D’ailleurs, quel aveu d’impuissance de la part du président Bouteflika d’en être réduit, le 30 avril, à désigner une commission d’enquête « indépendante » pour déterminer les responsables des violences en Kabylie. Un aveu confirmé par le rapport de cette commission, rendu public le 7 juillet [14] , qui s’est borné à constater : « La réaction violente des populations a été provoquée par l’action non moins violente des gendarmes, laquelle, pendant plus de deux mois, a nourri et entretenu l’événement : tirs à balles réelles, saccages, pillages, provocations de toutes sortes, propos obscènes et passages à tabac. La commission n’a pas relevé de démenti. [.] Les ordres de la gendarmerie de ne pas utiliser les armes n’ont pas été exécutés, ce qui donne à penser :

– où que le commandement de la gendarmerie a perdu le contrôle de ses troupes,

– où que la gendarmerie a été parasitée par des forces externes à son propre corps, avec forcément des complicités internes, qui donnent des ordres contraires, et assez puissantes pour mettre en mouvement la gendarmerie avec une telle rudesse pendant plus de deux mois et sur une étendue aussi vaste. »
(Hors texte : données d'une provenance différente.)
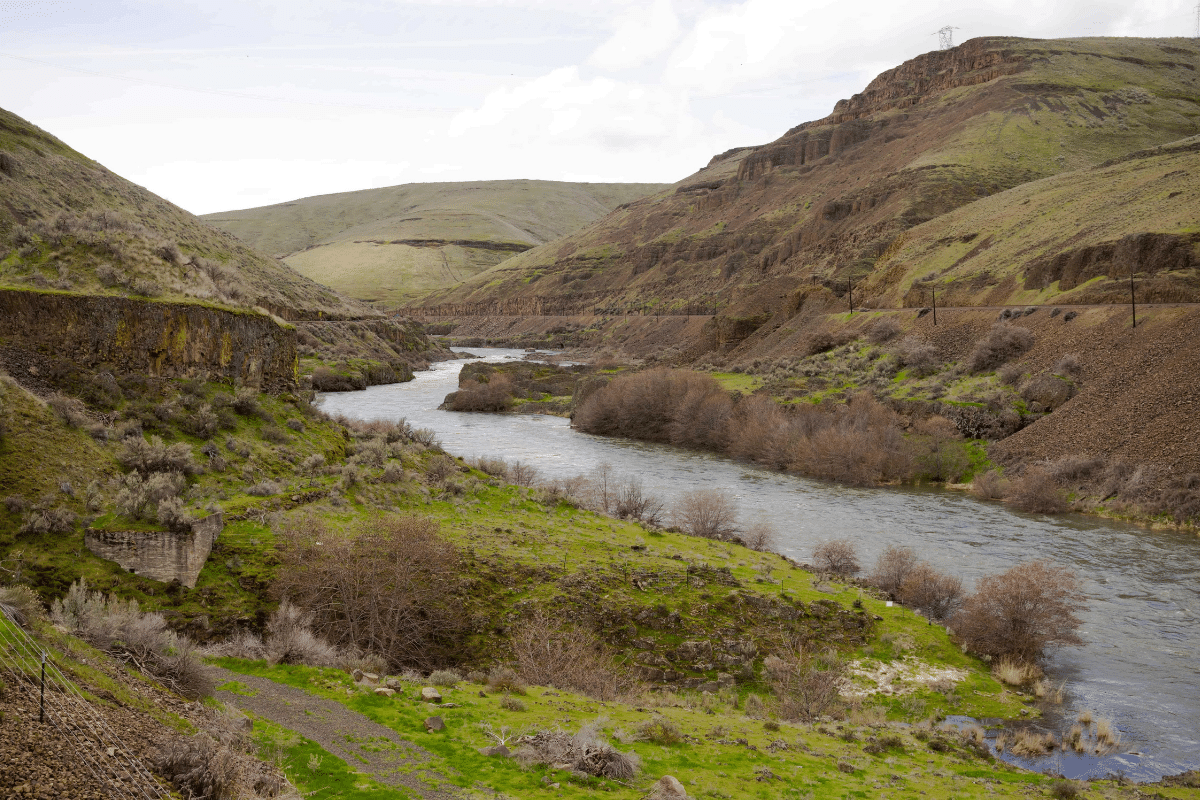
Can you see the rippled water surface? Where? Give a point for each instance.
(1139, 667)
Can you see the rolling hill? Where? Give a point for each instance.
(1013, 131)
(403, 241)
(70, 224)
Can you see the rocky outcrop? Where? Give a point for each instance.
(167, 340)
(161, 555)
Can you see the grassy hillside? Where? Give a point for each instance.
(403, 241)
(832, 199)
(69, 223)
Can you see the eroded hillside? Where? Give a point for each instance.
(829, 202)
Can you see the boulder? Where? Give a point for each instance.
(496, 750)
(669, 788)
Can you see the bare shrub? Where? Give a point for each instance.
(989, 486)
(384, 584)
(291, 641)
(918, 355)
(760, 535)
(551, 654)
(928, 590)
(154, 456)
(1068, 366)
(1036, 492)
(22, 605)
(505, 679)
(583, 752)
(1023, 612)
(711, 513)
(522, 474)
(892, 567)
(635, 503)
(805, 684)
(141, 639)
(492, 395)
(885, 329)
(45, 519)
(1002, 343)
(838, 555)
(71, 409)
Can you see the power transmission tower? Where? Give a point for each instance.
(946, 37)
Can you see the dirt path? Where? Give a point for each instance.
(366, 746)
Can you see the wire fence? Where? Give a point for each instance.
(63, 707)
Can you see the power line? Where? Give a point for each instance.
(945, 37)
(222, 92)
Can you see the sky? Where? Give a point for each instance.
(222, 104)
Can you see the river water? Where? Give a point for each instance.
(1140, 666)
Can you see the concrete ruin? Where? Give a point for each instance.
(161, 555)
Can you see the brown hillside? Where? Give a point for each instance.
(831, 198)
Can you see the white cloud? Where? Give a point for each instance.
(641, 35)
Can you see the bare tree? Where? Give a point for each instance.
(892, 567)
(838, 555)
(930, 591)
(384, 585)
(1023, 612)
(805, 683)
(760, 535)
(711, 513)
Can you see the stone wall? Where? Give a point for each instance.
(168, 340)
(161, 555)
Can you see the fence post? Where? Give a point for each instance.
(41, 703)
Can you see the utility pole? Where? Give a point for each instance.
(945, 37)
(1133, 299)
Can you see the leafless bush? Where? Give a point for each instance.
(154, 456)
(760, 535)
(493, 395)
(885, 329)
(918, 355)
(838, 555)
(1068, 366)
(1000, 344)
(989, 486)
(505, 679)
(550, 653)
(805, 684)
(585, 752)
(892, 567)
(1036, 492)
(1048, 391)
(173, 515)
(635, 503)
(291, 641)
(1023, 612)
(928, 590)
(22, 605)
(45, 519)
(71, 409)
(522, 474)
(141, 639)
(384, 584)
(711, 513)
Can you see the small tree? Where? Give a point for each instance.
(1023, 612)
(892, 567)
(711, 513)
(838, 555)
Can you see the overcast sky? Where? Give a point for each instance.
(221, 104)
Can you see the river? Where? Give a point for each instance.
(1139, 666)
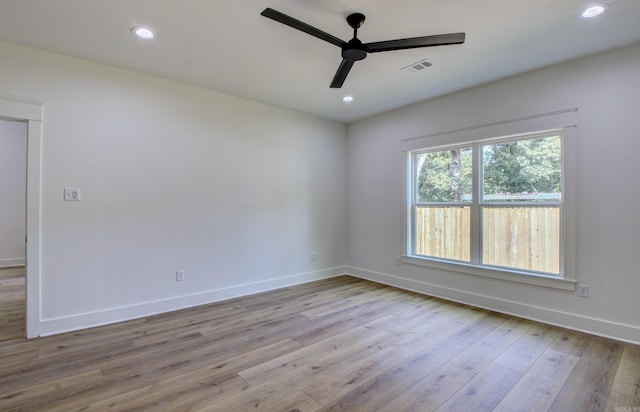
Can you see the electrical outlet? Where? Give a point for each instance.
(583, 291)
(179, 275)
(72, 194)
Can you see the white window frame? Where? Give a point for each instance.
(527, 128)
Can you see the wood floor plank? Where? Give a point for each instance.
(526, 350)
(387, 385)
(486, 350)
(311, 353)
(484, 391)
(432, 391)
(627, 380)
(298, 402)
(589, 384)
(540, 385)
(39, 396)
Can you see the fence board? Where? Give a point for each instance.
(516, 237)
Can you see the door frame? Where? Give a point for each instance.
(31, 111)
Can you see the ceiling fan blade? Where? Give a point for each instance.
(302, 26)
(415, 42)
(341, 74)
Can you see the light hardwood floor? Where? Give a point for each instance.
(341, 344)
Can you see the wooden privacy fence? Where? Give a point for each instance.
(516, 237)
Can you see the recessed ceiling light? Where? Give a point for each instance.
(143, 32)
(593, 11)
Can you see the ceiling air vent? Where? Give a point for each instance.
(418, 66)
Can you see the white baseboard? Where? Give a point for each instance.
(600, 327)
(120, 314)
(9, 262)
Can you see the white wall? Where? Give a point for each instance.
(606, 89)
(236, 193)
(13, 180)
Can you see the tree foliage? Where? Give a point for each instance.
(517, 167)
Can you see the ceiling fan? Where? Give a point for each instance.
(354, 49)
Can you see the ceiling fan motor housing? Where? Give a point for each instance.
(354, 50)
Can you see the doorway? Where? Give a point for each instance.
(30, 112)
(13, 186)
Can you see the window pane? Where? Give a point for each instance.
(443, 232)
(444, 176)
(523, 171)
(526, 238)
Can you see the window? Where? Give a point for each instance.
(492, 203)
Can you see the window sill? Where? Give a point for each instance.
(494, 273)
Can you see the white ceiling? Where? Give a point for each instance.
(227, 46)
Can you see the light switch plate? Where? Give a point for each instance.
(72, 194)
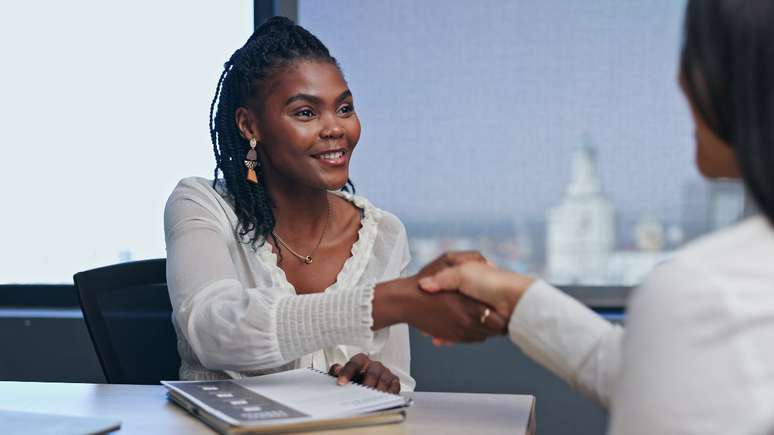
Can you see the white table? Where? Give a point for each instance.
(144, 409)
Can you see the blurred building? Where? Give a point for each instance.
(581, 230)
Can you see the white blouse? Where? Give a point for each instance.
(697, 354)
(236, 314)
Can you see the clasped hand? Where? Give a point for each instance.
(455, 316)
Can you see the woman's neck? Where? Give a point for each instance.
(300, 212)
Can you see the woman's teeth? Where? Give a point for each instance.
(332, 156)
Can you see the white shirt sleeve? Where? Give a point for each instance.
(569, 339)
(230, 327)
(697, 354)
(395, 354)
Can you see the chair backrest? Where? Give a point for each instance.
(128, 313)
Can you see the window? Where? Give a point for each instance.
(104, 108)
(551, 135)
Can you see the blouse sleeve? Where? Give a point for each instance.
(230, 327)
(569, 339)
(395, 353)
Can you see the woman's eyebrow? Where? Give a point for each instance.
(314, 99)
(307, 97)
(344, 95)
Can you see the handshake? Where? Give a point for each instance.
(459, 297)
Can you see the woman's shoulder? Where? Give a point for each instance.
(706, 275)
(746, 245)
(382, 220)
(193, 186)
(198, 196)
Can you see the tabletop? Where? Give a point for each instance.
(144, 409)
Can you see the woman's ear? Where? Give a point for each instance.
(247, 124)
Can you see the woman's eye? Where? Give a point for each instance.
(346, 109)
(305, 113)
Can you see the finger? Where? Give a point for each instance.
(454, 258)
(357, 364)
(395, 386)
(334, 370)
(372, 374)
(385, 380)
(447, 279)
(496, 323)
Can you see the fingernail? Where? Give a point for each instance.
(427, 283)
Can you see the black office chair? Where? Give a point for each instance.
(127, 311)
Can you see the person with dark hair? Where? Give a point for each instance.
(696, 356)
(277, 264)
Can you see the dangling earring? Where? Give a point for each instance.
(251, 161)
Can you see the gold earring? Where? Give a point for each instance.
(251, 161)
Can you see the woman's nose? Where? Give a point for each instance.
(332, 131)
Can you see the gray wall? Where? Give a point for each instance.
(54, 345)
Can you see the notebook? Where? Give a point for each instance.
(12, 423)
(295, 400)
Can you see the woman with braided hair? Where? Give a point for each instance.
(276, 265)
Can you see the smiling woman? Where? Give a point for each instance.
(283, 129)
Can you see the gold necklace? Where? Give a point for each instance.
(307, 259)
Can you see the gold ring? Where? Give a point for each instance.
(484, 316)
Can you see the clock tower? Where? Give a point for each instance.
(581, 230)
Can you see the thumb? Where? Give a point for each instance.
(447, 279)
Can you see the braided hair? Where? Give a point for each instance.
(275, 44)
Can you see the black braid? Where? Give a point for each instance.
(276, 43)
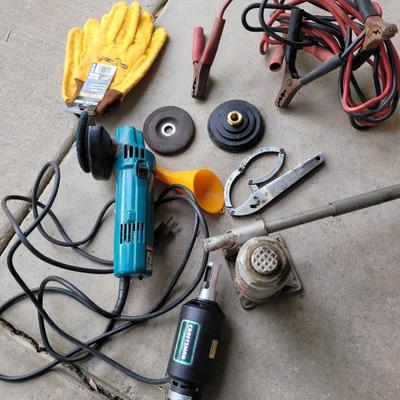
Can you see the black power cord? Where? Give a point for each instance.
(36, 295)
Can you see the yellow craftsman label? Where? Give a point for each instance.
(213, 349)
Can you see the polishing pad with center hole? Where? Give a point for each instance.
(235, 126)
(168, 130)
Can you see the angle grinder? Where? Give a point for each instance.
(134, 167)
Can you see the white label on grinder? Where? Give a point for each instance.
(96, 84)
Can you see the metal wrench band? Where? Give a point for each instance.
(270, 191)
(254, 182)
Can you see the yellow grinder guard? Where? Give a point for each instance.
(204, 184)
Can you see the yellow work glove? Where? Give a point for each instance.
(125, 38)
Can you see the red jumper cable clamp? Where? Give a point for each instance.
(203, 55)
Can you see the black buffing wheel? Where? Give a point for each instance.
(81, 142)
(101, 151)
(168, 130)
(235, 126)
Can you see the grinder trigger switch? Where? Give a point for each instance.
(142, 170)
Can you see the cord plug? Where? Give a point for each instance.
(165, 230)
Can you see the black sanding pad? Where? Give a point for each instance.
(168, 130)
(235, 126)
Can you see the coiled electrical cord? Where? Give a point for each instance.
(36, 295)
(326, 36)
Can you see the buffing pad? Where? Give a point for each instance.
(235, 126)
(168, 130)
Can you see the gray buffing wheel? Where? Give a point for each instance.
(168, 130)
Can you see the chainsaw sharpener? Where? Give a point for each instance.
(134, 169)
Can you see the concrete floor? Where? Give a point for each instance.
(338, 340)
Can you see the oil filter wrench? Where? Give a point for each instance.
(262, 195)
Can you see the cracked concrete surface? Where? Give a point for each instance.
(338, 340)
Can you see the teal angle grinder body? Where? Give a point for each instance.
(134, 169)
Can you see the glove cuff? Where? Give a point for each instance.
(110, 97)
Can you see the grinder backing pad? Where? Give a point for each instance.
(168, 130)
(235, 126)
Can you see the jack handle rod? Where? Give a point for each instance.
(238, 236)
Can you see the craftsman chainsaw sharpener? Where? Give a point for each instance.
(134, 168)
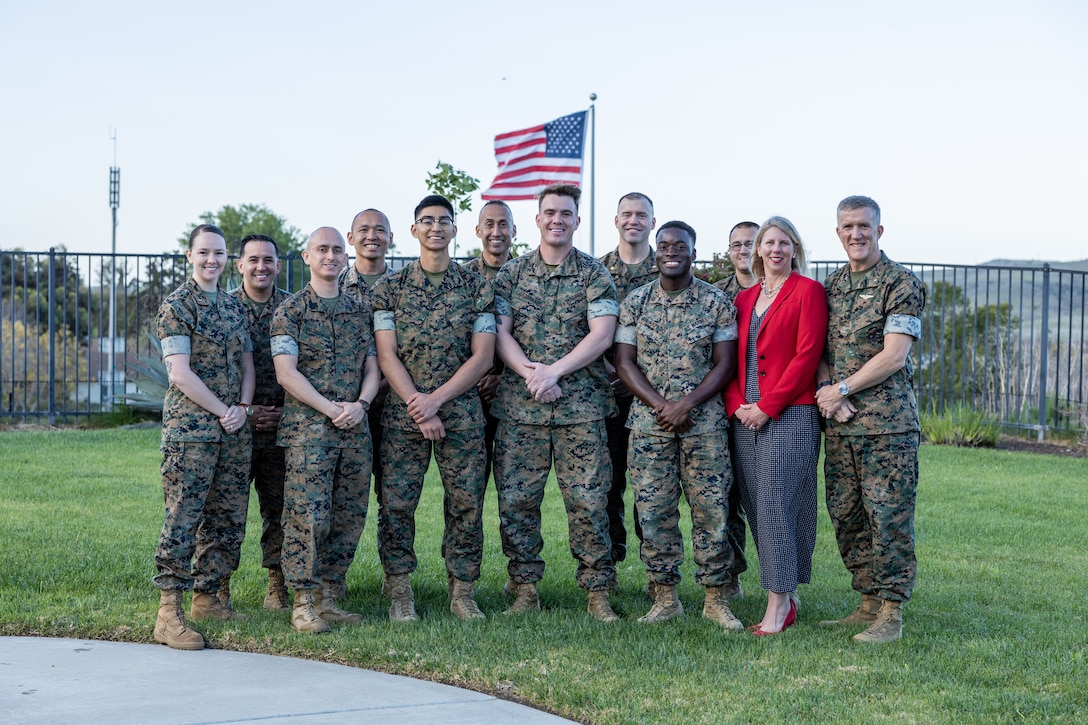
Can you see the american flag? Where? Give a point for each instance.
(532, 158)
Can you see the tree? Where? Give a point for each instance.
(236, 222)
(454, 184)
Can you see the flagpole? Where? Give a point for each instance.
(593, 173)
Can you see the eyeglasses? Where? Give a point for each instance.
(443, 222)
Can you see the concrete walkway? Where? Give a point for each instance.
(75, 680)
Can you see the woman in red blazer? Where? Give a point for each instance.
(781, 330)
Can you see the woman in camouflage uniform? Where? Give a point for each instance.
(206, 442)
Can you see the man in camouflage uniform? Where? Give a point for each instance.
(496, 231)
(370, 236)
(631, 265)
(259, 266)
(206, 444)
(322, 347)
(741, 243)
(676, 348)
(557, 310)
(434, 327)
(870, 442)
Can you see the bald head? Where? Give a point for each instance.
(325, 235)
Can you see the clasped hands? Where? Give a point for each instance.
(348, 415)
(543, 383)
(832, 405)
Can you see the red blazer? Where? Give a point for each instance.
(790, 345)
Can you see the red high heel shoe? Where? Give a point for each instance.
(791, 618)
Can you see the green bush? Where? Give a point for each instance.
(961, 426)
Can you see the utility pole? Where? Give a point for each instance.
(114, 203)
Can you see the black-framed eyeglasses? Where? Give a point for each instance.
(443, 222)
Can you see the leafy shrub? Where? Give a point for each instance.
(961, 426)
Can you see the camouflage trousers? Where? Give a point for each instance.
(872, 482)
(736, 519)
(663, 467)
(461, 463)
(523, 457)
(325, 495)
(206, 490)
(268, 470)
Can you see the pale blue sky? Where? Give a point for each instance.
(966, 121)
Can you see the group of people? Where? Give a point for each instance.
(627, 368)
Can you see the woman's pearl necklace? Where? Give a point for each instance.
(770, 292)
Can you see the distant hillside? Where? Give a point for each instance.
(1080, 266)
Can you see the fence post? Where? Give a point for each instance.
(52, 341)
(1045, 354)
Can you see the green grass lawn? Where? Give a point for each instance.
(997, 629)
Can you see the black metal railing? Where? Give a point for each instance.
(1004, 340)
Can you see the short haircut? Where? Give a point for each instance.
(497, 203)
(433, 200)
(368, 211)
(635, 196)
(257, 237)
(678, 224)
(210, 229)
(559, 189)
(799, 262)
(743, 225)
(852, 203)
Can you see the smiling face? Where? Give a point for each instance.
(675, 254)
(370, 235)
(325, 255)
(860, 233)
(741, 242)
(634, 219)
(259, 266)
(208, 256)
(434, 229)
(557, 220)
(777, 252)
(496, 232)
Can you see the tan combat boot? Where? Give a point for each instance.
(170, 626)
(666, 605)
(224, 592)
(208, 606)
(600, 607)
(403, 607)
(716, 609)
(866, 613)
(276, 599)
(304, 617)
(328, 610)
(888, 626)
(527, 599)
(461, 601)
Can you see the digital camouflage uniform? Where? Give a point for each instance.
(434, 328)
(328, 483)
(674, 340)
(478, 266)
(551, 312)
(627, 279)
(354, 283)
(734, 519)
(205, 469)
(872, 461)
(267, 466)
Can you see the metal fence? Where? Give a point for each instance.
(1004, 340)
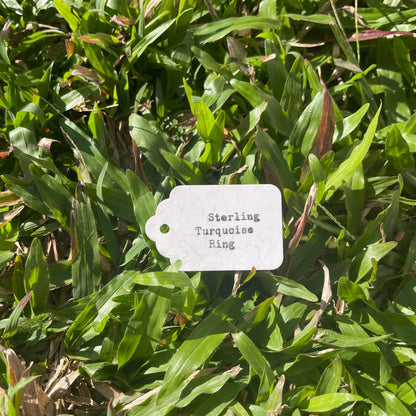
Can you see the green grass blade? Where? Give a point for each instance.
(86, 269)
(37, 277)
(347, 168)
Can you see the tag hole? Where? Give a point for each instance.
(164, 228)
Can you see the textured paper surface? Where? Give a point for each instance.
(220, 227)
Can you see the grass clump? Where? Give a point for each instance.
(107, 106)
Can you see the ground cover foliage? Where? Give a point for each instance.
(106, 106)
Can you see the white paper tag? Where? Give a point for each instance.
(220, 227)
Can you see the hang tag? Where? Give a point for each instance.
(220, 227)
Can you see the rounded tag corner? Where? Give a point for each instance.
(220, 227)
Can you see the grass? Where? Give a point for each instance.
(106, 106)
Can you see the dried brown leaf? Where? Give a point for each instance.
(377, 34)
(61, 388)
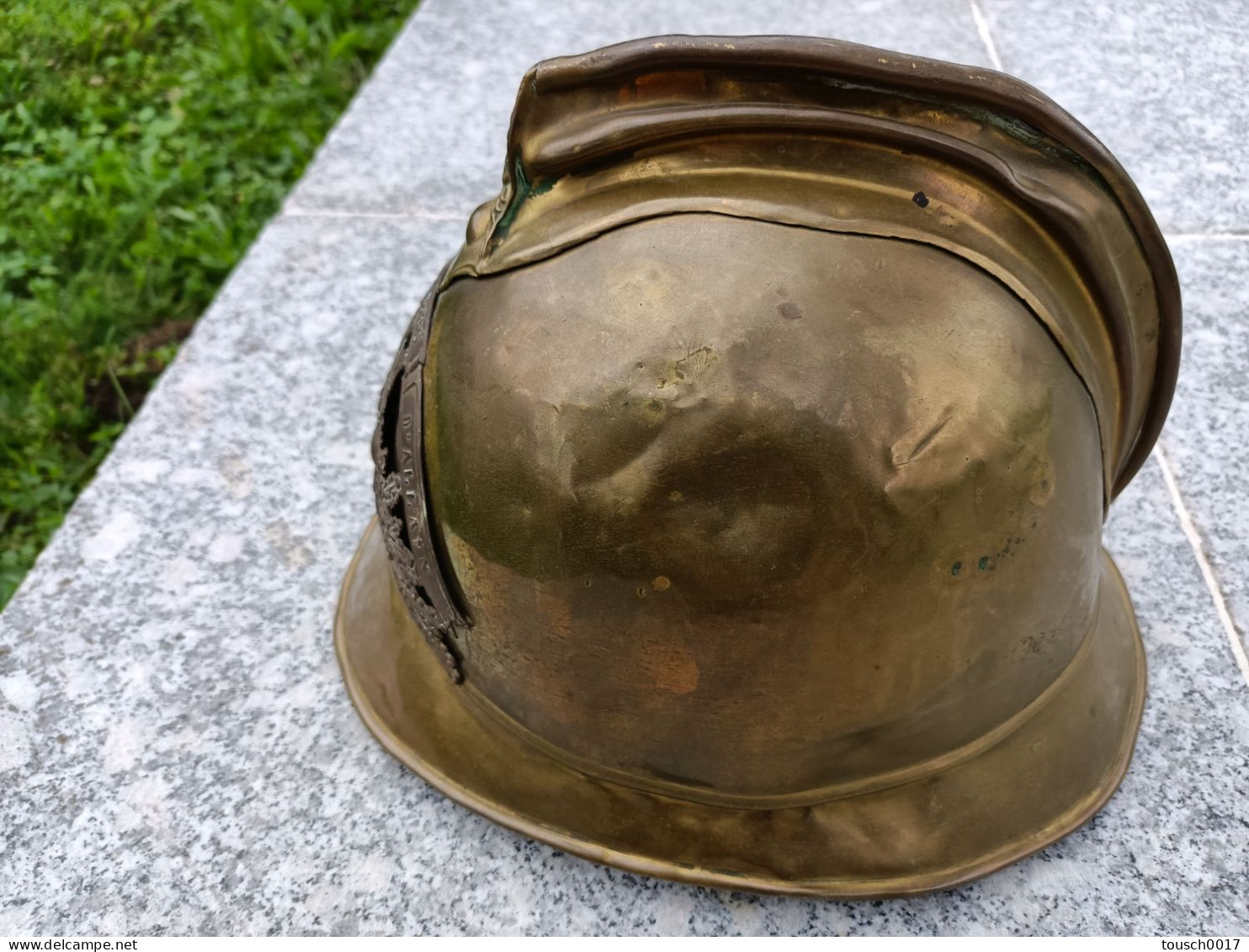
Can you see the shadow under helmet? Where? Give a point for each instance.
(741, 481)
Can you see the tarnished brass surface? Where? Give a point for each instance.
(746, 471)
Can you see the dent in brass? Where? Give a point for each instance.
(763, 428)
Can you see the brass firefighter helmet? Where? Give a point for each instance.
(741, 481)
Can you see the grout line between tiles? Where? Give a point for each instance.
(380, 215)
(982, 28)
(1194, 540)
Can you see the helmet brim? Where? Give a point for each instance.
(1045, 777)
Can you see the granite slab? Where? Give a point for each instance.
(426, 136)
(1161, 82)
(1207, 438)
(176, 751)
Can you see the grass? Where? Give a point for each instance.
(142, 145)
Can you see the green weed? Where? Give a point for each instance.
(142, 145)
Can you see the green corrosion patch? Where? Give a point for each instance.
(524, 191)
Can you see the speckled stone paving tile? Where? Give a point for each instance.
(428, 133)
(1161, 82)
(178, 753)
(1207, 436)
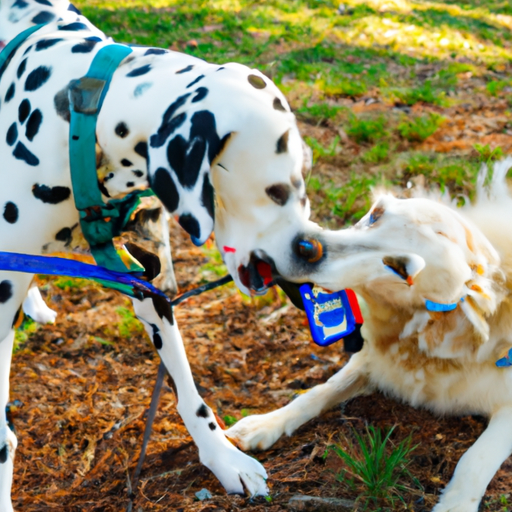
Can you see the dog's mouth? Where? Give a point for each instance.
(261, 274)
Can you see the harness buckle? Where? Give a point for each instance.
(85, 94)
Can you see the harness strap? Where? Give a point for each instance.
(100, 221)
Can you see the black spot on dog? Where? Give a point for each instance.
(37, 78)
(200, 77)
(12, 134)
(279, 193)
(74, 26)
(202, 412)
(33, 124)
(156, 51)
(189, 223)
(256, 81)
(186, 158)
(64, 235)
(21, 68)
(142, 149)
(51, 195)
(207, 196)
(140, 71)
(44, 44)
(185, 70)
(10, 212)
(170, 122)
(85, 47)
(164, 187)
(201, 93)
(22, 153)
(278, 105)
(157, 341)
(5, 291)
(10, 93)
(61, 103)
(4, 455)
(122, 130)
(43, 17)
(72, 8)
(282, 143)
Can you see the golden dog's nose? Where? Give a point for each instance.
(310, 250)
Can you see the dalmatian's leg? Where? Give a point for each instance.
(260, 431)
(166, 280)
(13, 288)
(478, 465)
(236, 471)
(35, 307)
La commission a été bien incapable d’investiguer plus avant sur ces étranges « forces externes ».

La communauté internationale doit agir

Cela fait bientôt dix ans que la « sale guerre » a commencé en Algérie. Elle a fait plus de cent cinquante mille morts et des milliers de disparus. Des dizaines de milliers de personnes ont été torturées, violées, massacrées par les « groupes islamiques armés » (GIA) ou par les forces de sécurité. Des centaines de milliers d’orphelins, de mutilés, d’exilés, de déplacés sont abandonnés sans que l’État leur apporte l’aide psychologique ou matérielle nécessaire : une véritable catastrophe humanitaire et économique dans un pays pourtant suffisamment riche pour secourir une population qui ne demande que la paix, la liberté et la démocratie.

Face à un désastre d’une telle ampleur, la communauté internationale n’a réagi qu’à travers les organisations non gouvernementales, comme Amnesty International ou la Fédération internationale des ligues des droits de l’homme (FIDH). La crise des droits de l’homme s’est pourtant terriblement aggravée en Algérie au cours de ces années, qui ont connu la flambée de violence la plus longue et la plus intense. La population civile est entraînée chaque jour encore plus dans un conflit qui détruit les fondements mêmes de notre société. Il touche toutes les couches sociales, mais surtout les catégories les plus pauvres, qui comptent le plus grand nombre de victimes.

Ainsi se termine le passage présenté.